I don’t make New Year’s resolutions, but as 2019 draws to a close and I look around the house, maybe it’s not such a bad idea. “What happened to me being neat?” I asked …
I don’t make New Year’s resolutions, but as 2019 draws to a close and I look around the house, maybe it’s not such a bad idea. “What happened to me being neat?” I asked the dog this morning, as she climbed into her “downstairs bed” to ignore me in comfort while I sit at my desk and type. My desk, not unlike the rest of the house, is not tidy. My office space is roomy enough, but feels cramped because it is literally strewn with the flotsam and jetsam of the past year. Sighing, I see something wrong at every turn. The house “looks like a bomb went off,” as mother was fond of saying, but back then it was my room and there were toys strewn about, not important papers piling up, instead of being filed away properly. “Maybe I should try this resolutions thing,” I mumbled, noting that Dharma was sound asleep in the cool DIY dog-bed project that I began but never finished. “What have I got to lose?” Nothing, I surmised, surveying the room, other than a fine layer of dust on each and every single surface in my beautiful home.

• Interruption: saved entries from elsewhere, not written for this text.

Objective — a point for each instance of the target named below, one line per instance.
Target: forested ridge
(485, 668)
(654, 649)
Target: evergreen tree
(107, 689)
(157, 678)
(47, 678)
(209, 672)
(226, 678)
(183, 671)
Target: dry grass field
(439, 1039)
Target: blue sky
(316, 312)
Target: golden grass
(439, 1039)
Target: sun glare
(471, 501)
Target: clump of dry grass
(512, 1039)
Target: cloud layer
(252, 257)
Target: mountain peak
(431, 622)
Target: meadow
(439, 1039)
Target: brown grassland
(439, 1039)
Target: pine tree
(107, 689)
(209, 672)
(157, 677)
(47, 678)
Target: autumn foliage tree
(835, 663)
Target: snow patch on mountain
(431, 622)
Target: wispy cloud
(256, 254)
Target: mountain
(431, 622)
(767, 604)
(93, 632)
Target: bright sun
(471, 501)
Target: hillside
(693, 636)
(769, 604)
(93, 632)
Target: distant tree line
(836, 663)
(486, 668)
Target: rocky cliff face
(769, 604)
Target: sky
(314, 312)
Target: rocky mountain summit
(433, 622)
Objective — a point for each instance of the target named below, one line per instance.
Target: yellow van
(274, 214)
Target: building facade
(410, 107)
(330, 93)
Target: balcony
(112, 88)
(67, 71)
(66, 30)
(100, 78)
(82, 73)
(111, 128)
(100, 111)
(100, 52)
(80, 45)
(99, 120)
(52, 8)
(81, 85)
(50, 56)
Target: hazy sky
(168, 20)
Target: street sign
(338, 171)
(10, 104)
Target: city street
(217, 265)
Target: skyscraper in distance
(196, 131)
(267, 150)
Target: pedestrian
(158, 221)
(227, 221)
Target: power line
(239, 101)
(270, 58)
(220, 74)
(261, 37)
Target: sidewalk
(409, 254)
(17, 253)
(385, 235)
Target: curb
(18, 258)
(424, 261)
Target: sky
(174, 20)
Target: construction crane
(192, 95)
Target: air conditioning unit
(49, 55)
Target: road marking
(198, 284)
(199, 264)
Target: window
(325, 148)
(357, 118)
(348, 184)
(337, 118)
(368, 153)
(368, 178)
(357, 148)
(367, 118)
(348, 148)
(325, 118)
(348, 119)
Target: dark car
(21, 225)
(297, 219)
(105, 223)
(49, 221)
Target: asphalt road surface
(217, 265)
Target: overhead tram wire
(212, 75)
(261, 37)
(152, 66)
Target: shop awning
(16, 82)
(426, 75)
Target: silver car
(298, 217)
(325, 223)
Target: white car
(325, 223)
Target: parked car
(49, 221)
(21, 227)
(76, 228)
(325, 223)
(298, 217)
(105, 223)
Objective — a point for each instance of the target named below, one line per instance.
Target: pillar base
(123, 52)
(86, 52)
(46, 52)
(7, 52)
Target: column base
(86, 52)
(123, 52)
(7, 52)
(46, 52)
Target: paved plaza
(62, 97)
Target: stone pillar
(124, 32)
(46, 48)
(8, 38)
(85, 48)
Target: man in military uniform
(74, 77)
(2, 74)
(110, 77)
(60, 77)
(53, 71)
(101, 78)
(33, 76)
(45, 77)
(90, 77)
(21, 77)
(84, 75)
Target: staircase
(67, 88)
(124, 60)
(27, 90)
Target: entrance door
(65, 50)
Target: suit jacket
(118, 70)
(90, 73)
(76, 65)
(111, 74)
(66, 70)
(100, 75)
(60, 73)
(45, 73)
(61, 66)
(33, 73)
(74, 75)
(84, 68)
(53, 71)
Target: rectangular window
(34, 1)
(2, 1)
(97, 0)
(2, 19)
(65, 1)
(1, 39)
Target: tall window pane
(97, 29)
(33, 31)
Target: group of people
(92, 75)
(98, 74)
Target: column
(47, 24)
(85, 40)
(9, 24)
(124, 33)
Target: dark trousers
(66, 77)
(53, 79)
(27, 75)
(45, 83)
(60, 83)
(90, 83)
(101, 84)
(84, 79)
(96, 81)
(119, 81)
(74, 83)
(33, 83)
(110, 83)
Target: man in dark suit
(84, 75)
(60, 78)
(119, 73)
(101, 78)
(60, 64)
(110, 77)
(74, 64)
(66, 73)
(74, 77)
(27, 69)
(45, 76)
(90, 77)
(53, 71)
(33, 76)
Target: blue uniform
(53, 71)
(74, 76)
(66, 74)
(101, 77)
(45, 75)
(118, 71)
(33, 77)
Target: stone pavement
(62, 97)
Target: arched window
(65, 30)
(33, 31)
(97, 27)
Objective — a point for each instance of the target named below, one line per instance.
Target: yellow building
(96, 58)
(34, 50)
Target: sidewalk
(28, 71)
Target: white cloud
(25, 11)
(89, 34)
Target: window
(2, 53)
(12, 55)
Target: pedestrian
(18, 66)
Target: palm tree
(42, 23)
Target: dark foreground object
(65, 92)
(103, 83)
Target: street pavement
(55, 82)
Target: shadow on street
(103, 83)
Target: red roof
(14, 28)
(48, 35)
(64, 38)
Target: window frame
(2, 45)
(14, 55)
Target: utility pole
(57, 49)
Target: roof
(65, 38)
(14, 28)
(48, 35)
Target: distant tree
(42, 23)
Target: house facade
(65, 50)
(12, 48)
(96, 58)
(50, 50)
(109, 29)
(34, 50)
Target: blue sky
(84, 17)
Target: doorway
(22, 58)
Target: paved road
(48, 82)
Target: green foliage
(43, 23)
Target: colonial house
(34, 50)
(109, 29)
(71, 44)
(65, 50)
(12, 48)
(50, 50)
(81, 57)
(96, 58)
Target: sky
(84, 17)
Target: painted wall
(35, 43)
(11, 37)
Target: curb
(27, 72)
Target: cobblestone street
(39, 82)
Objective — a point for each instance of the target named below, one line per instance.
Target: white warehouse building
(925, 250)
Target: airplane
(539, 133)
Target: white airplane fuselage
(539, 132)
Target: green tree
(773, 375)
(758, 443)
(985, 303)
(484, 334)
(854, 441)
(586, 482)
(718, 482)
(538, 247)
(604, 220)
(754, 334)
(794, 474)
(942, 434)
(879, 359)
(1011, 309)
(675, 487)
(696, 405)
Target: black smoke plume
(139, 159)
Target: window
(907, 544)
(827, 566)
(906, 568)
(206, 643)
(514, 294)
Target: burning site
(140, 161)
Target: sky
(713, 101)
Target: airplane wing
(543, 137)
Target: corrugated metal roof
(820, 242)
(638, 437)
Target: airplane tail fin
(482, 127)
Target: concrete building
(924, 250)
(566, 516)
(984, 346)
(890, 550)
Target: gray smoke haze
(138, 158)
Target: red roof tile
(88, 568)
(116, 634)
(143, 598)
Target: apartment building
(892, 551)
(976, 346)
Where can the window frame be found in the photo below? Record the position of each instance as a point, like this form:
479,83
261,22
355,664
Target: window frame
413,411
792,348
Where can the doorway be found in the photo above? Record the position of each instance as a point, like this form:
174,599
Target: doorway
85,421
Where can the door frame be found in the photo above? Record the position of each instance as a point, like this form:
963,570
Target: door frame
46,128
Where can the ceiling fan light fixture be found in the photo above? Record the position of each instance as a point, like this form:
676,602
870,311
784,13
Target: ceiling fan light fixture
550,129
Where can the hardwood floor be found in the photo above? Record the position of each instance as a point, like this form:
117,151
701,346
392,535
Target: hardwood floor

Don’t get me wrong—I’m not (IMHO) a pig. There are no half-eaten sandwiches shoved under the bed, spoiled milk in the fridge, or any number of other gross habits being practiced here. But somewhere along the way, I just stopped caring. It didn’t happen in one fell swoop, but the less often I entertain visitors, the messier my home has become. I’m pretty much over inviting people to visit, and I’ve grown (dare I say it?) a little lazy about “keeping up appearances,” since I don’t encourage folks to drop by. Maybe it’s life in the woods, tinged with the wrinkles crisscrossing my once ruggedly handsome face, but truth be told… I sorta just don’t care—hence my new appreciation for the notion that resolutions might not be “utter hogwash” after all. So, I’m making a list and checking it twice.
One: Make sure the dishes are done every single night before falling into bed. Why? A thousand reasons, but mice (and clean dishes) are at the top of the list.
Two: Put the wet/dry floor mop-thingy together. I purchased it months ago because my kitchen and bathroom floors needed a good cleaning, and there it has stood, unopened and unused. I’m not proud, just being honest.
Three: Make the bed, every day, with no exceptions. Why? I have no idea. I live alone—who cares if I make the bed? Does it look nicer? I suppose, but since I haven’t had a date in four years, and my only companion in said bed is a wet dog, why bother? “Because it’s the right thing to do,” mother would say. “And we’re not heathens. Make the damn bed.”
Four: Be more like Jeff Goldblum. Not because I want to be famous, or even have $40 million (I googled it) in the bank, but more so because he’s witty, urbane and cool with a unique fashion sense that I wish to emulate on a shoestring budget. He dresses himself in black, gray and all shades in between, which flatters his silver hair and black glasses—literally the only things we have in common.
Five: Say less and listen more. Although I like to talk—and I chatter a lot—I do, in fact, find others interesting. It’s just hard to tell, since I usually hijack every conversation, somehow spinning it to be about me, or my dog. Or my mother. Yeah, I should probably do less of that. Wish me luck.
Six: Organize, organize, organize. Read Marie Kondo’s best seller “The life changing magic of tidying up: The Japanese art of decluttering and organizing.” I have serious doubts about this one. If I have to hear her ask, “Does it spark joy?” one more time, I will hurl her self-help tome in her general direction, cursing her name aloud and praying that a house fall from the sky, leaving nothing but her neatly shined single pair of shoes peeking out, as munchkins sing a song about her untimely demise.
Seven: Calm down. See number six.
Do the laundry, sweep the floor. File the papers, then do more. I have yet to begin and already feel like poor dateless Cinderella, but I’m fairly sure there are no invitations to the palace coming my way, and I’m already annoyed just re-reading this list. I suppose it wouldn’t kill me to make the bed, or wash the dishes after every meal, but if I look at the sum of the parts, it’s too overwhelming and unlikely that I’ll get past “dust the bookshelf,” so I’ll take it one step at a time.
Do I think I can do it? No. Does the idea of a house falling from the sky and landing on Marie Kondo spark joy? A little bit. Happy New Year.